DO CONCURRENT: compiler flags to enable parallelization

If I understand correctly, a do concurrent construct does not necessarily imply that the code inside the block will run in parallel, because (for instance) the compiler might estimate that the compute task does not justify the overhead of parallelization.
On the other hand, I have doubts about what must be done to allow the compiler to consider a possible parallelization. More specifically, my questions are:

  1. Is it correct that parallelization of do and do concurrent loops is deactivated by default unless a specific compiler flag is used?
  2. With ifort, according to this page, it seems that parallelization of do concurrent requires compilation with --parallel or -qopenmp. In this manner, if the compute work justifies it, it will be (automatically) distributed among the number of available threads at runtime. Is this correct?
  3. With gfortran, according to this paper, parallelization of do concurrent requires compilation with -ftree-parallelize-loops=N, meaning that N at runtime is fixed by the value chosen at compile time. Is this correct?

What is your opinion and experience regarding this matter?


nvfortran also supports parallelization on CPUs / GPU offloading GPU offloading using DO CONCURRENT (they even implemented reduction clauses from the upcoming 2023 standard): Using Fortran Standard Parallel Programming for GPU Acceleration | NVIDIA Technical Blog.

1 Like

Thanks for the hint.
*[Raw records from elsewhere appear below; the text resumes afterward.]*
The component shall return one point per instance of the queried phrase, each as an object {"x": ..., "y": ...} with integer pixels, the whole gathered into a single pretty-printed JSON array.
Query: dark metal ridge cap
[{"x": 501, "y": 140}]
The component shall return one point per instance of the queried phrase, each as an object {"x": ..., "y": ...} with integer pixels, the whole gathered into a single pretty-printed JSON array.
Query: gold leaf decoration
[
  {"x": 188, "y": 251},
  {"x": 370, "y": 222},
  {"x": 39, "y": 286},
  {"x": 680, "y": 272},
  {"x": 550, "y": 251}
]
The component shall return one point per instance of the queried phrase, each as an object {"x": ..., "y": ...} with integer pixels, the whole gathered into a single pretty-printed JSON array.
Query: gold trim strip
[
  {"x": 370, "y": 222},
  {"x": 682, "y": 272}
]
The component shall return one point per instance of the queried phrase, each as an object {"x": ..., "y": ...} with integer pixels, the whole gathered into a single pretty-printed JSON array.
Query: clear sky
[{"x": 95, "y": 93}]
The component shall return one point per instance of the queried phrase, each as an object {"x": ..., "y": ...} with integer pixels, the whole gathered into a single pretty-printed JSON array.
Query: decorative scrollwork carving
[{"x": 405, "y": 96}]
Yes, the paper that I cited in my first post has a detailed comparison of ifort, nvfortran and gfortran, and NVIDIA’s compiler does indeed do a good job at parallelizing do concurrent constructs. By default, I use gfortran, so (more or less implicitly) I am looking for the appropriate flags for this compiler.

1 Like

Thanks, very helpfull suggestion. I have just started playing with the -fopt-info flag. :slight_smile:

1 Like

I summarized some do concurrent related information in this thread and thought it is worth reposting here:

Multi-threaded do concurrent (CPU)

Compiler Parallel flag Information Number of threads Underlying implementation
gfortran -ftree-parallelize-loops=n -fopt-info-loop using the parallel flag OpenMP/pthreads
nvfortran -stdpar=multicore -Minfo=stdpar,accel ACC_NUM_CORES OpenACC
ifort (deprecated) -parallel -qopt-report -qopt-report-phase=par OMP_NUM_THREADS, -par-num-threads=n OpenMP
ifx -qopenmp -qopt-report OMP_NUM_THREADS OpenMP
CCE ftn (Cray/HPE) -h thread_do_concurrent ? ? ?
AMD flang -fopenmp ? OMP_NUM_THREADS OpenMP

The OpenMP environment variables can also be used to control processor affinity. This is also the case for nvfortran, which responds to OMP_PROC_BIND and OMP_PLACES, because OpenACC doesn’t have variables for thread-to-core binding.


PS: I’ve made this a Wiki post, so feel free to add missing information.


1. The do concurrent has nothing to do with parallel flags for intel.

It uses OpenMP under the hood and the compiler flag is always


for windows for both ifort and ifx.

2. I think it is same for gfortran and -fopenmp compiler flag is used for do concurrent.

3.A few months ago i asked the same question in the intel community. The moderator reply was

Why are you using /Qparallel? That turns on the auto-parallelizer. I'm not sure what that does if anything with DO CONCURRENT.

As I just posted on another thread the DO CONCURRENT / openmp combination uses OMP SIMD. 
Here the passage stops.